We was interested in famous hedge fund managers like Carl Icahn, William Ackman, John Poulson, and Steven Cohen among others. We loved how these people made their money by buying companies and advocating for change, and We loved how ‘easily’ they made their money.
In fact, our most memorable day was when We had a chance to have a conversation with Ackman (he is great gentleman he is). In this article, We will describe four key hedge fund strategies you can do to trade your account in the same way the hedgies do.
#1 – Define your Hedge Fund Strategy
The hedge fund industry is really broad. All successful hedge fund managers have different hedge fund strategies.
For instance, William Ackman is an activist investor; this means that he buys stakes in companies and then advocates for change in the way the companies are run.
Ken Griffin on the other hand is a multi-asset multi-strategy investor. This means that he trades in different assets such as bonds, commodities, and equities using different strategies such as arbitrage and quantitative techniques.
James Simmons on the other hand is a quant trader. This means that he uses algorithms to make investment decisions.
As a trader, you need to define the strategy you will use to make entry and exit decisions. Your strategy should also include the risk management strategies you will use.
Other items to consider in this are:
- The asset class to trade
- Analysis method to use
- Duration of holding a position
- Markets to trade
#2 – Source of Funds
Your source of funds is another important thing you must think about when trading like a hedge fund manager.
Most hedge fund managers you know trade using other people’s funds. For instance, Ackman has more than $12 billion in assets under management but Forbes values his estate to be worth about $1.2 billion.

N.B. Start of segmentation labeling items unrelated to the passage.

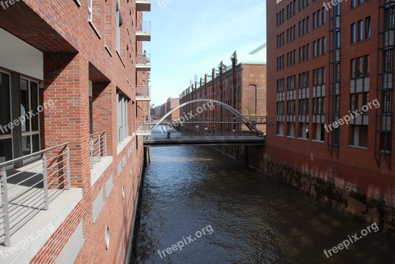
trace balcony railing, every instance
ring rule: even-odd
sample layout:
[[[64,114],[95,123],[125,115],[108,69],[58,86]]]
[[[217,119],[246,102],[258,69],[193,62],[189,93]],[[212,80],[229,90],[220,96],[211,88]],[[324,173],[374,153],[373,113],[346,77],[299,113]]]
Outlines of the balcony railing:
[[[136,87],[136,98],[149,99],[151,96],[151,87],[150,85]]]
[[[151,54],[147,52],[136,54],[136,64],[138,65],[151,65]]]
[[[97,162],[101,161],[102,157],[107,156],[107,133],[101,131],[89,135],[90,139],[90,168]]]
[[[137,21],[136,22],[136,33],[151,33],[151,21]]]
[[[60,190],[70,189],[69,144],[0,164],[0,243],[10,245],[11,236],[41,210],[48,210]],[[36,156],[41,158],[5,170],[7,166]]]

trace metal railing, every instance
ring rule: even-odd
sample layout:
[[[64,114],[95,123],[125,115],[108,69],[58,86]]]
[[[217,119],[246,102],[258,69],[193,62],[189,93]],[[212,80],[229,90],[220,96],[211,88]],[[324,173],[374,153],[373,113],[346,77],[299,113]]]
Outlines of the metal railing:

Only a few managers invest their own funds (kie George Soros and Steve Cohen). The benefit of trading your own funds is that you will have peace of mind no matter the losses you make. When trading other people’s funds, you will always fear their next actions such as withdrawals and redemptions.
We prefer you trade with your own $10,000 than with a million dollars of other people’s funds.
#3 – Test your Strategy
Testing your hedge fund strategies is the best thing you should do. Backtesting will help you avoid making serious mistakes which people make on a daily basis. If this is your first time trading, you should spend about 6 months testing the strategy you will use with real funds. On the other hand, if this is not your first time trading, you need to ensure that your strategy is solid.
Doing this will help you have an ease of mind when trading.
#4 – Reflect
Finally, after you start trading, you should now reflect on your trading decisions. Hedge fund managers report to their investors on a quarterly basis. As an independent hedge fund manager, you should go the extra step to report to yourself on a daily basis.
This will involve having a trading journal where you will list all the trades you make. A trading journal should simply include a few items such as:
- the reason for entering a trade
- the profit/loss made
- the reason for exit
This should be done on every trade that you make. It will help you avoid repeating the same mistake on a daily basis.